Perché è difficile certificare un’esperienza del genere?
La Spei è l’unica realtà italiana che io conosca, ad avere un’impostazione del genere. Come dicevo, la ditta non è una vera S.r.l. perché il profitto non è lo scopo principale, ma non è neppure una Onlus in quanto il profitto c’è ma viene redistribuito tra i dipendenti o riutilizzato per coprire i costi di nuove assunzioni. La norma UNI EN ISO 9001:2008 specifica i requisiti di un sistema di gestione per la qualità per un’organizzazione che: a) ha l’esigenza di dimostrare la propria capacità di fornire con regolarità un prodotto/servizio che soddisfi i requisiti del cliente e quelli cogenti applicabili; b) desidera accrescere la soddisfazione del cliente tramite l’applicazione efficace del sistema, compresi i processi per migliorare in continuo il sistema ed assicurare la conformità ai requisiti del cliente ed a quelli cogenti applicabili. I requisiti del cliente possono essere specificati contrattualmente dal cliente stesso, o possono essere stabiliti dalla stessa organizzazione. In entrambi i casi, è il cliente che, in definitiva, determina l’accettabilità del prodotto/servizio. Riuscire a formare da zero Persone “disagiate” in disegnatori CAD , con vari di livelli di conoscenza ma che “soddisfino” i “requisiti” dei clienti per essere utilizzati presso le loro aziende, anche a tempo determinato, non è assolutamente un’impresa facile. L’attività di formazione deve essere regolamentata, attuata, documentata verificata e migliorata nel tempo per essere certificabile nell’ambito di un processo del sistema di gestione per la qualità. Ho fatto presente che è assolutamente necessario redigere almeno un piano di formazione, a vari livelli, con diversi gradi di difficoltà ed approntare un manuale ad hoc di esercizi e relativi test di apprendimento per la particolare “tipologia” di discenti che “transitano” in Spei. Stefano è d’accordo e sta lavorando con alcuni collaboratori, per ultimare il manuale, gli esercizi ecc.

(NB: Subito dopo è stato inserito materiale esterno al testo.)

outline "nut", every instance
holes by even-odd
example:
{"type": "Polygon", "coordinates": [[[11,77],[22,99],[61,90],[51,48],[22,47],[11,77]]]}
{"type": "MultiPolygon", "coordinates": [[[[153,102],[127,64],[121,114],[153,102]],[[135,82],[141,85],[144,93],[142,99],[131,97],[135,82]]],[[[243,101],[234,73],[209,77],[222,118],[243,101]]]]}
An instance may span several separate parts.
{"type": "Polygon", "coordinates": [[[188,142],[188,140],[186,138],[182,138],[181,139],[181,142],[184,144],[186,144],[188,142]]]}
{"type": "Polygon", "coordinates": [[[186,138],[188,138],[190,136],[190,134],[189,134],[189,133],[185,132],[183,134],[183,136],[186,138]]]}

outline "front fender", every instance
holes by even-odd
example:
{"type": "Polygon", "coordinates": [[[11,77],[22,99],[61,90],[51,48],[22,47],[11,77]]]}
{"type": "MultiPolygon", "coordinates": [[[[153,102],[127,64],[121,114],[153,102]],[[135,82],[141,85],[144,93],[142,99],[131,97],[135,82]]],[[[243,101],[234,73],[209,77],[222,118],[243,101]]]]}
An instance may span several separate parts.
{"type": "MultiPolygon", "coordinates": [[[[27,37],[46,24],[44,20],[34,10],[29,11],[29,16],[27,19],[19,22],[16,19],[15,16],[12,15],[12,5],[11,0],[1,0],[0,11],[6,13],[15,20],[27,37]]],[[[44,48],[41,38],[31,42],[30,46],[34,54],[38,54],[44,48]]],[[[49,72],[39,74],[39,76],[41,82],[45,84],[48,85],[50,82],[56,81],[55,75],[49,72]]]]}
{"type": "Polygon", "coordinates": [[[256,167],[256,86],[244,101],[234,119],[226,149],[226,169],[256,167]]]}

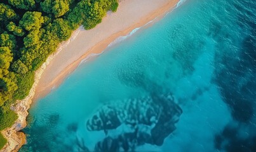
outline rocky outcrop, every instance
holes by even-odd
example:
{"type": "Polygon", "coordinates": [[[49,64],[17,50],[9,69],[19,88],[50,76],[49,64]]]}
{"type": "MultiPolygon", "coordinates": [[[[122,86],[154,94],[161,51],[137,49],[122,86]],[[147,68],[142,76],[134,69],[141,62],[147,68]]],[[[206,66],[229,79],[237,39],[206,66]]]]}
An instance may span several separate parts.
{"type": "Polygon", "coordinates": [[[96,144],[95,151],[133,151],[145,143],[161,146],[175,130],[182,113],[172,94],[152,94],[102,106],[88,120],[86,127],[105,132],[106,137],[96,144]]]}
{"type": "Polygon", "coordinates": [[[25,128],[27,125],[26,117],[29,115],[27,111],[30,108],[32,99],[35,94],[36,88],[40,77],[50,62],[62,51],[63,48],[74,39],[82,28],[83,27],[80,27],[77,30],[74,31],[71,38],[67,41],[61,43],[57,51],[48,56],[46,61],[36,72],[34,83],[30,90],[29,95],[23,100],[18,100],[15,104],[11,106],[11,109],[17,113],[18,119],[10,128],[8,128],[1,132],[4,137],[7,139],[8,142],[0,150],[0,152],[18,151],[22,145],[25,144],[25,134],[18,131],[25,128]]]}

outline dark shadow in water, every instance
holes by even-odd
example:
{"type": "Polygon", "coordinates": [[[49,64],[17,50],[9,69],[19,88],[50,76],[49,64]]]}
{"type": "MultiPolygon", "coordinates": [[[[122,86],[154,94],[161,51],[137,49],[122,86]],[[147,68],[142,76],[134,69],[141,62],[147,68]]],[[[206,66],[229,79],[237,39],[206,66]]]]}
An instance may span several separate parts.
{"type": "Polygon", "coordinates": [[[69,132],[76,132],[77,130],[78,124],[76,122],[70,124],[67,127],[67,130],[69,132]]]}
{"type": "Polygon", "coordinates": [[[145,143],[161,146],[175,130],[182,113],[172,94],[152,92],[150,96],[114,101],[102,106],[88,120],[86,127],[90,131],[107,132],[124,125],[131,131],[122,132],[118,137],[107,134],[97,144],[95,151],[118,151],[119,148],[132,151],[145,143]]]}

E la ditta, così come è impostata, funziona?
La ditta funziona – quantomeno, è da sei anni che pur ragionando a questo modo riesce ancora a stare in piedi, a dispetto di altri uffici tecnici “classici” che negli ultimi tempi hanno chiuso i battenti trascinati dalla crisi e dalla conseguente mancanza di lavoro. Certo, la Spei ha molte cose in cui potrebbe migliorare, in primis il sistema con cui i nuovi arrivati vengono formati alla professione. La gente che arriva parte il più delle volte da una situazione di totale ignoranza tecnica del lavoro, ed è tutta da formare. Ripeto, attualmente il processo di formazione, a mio avviso, viene fatto in modo sommario. Attraverso un processo di formazione documentato le persone potrebbero essere formate meglio ed avere maggiori opportunità di lavoro. I clienti potrebbero riconoscere nella certificazione del sistema qualità della SPEI una ulteriore garanzia della bontà del processo di formazione erogato dalla SPEI alle Persone che vi transitano. Gli attestati di formazione conseguiti dalla Persone , a fronte di un documentato processo di formazione, potrebbero essere meglio “spendibili” nella dura ricerca di un posto di lavoro.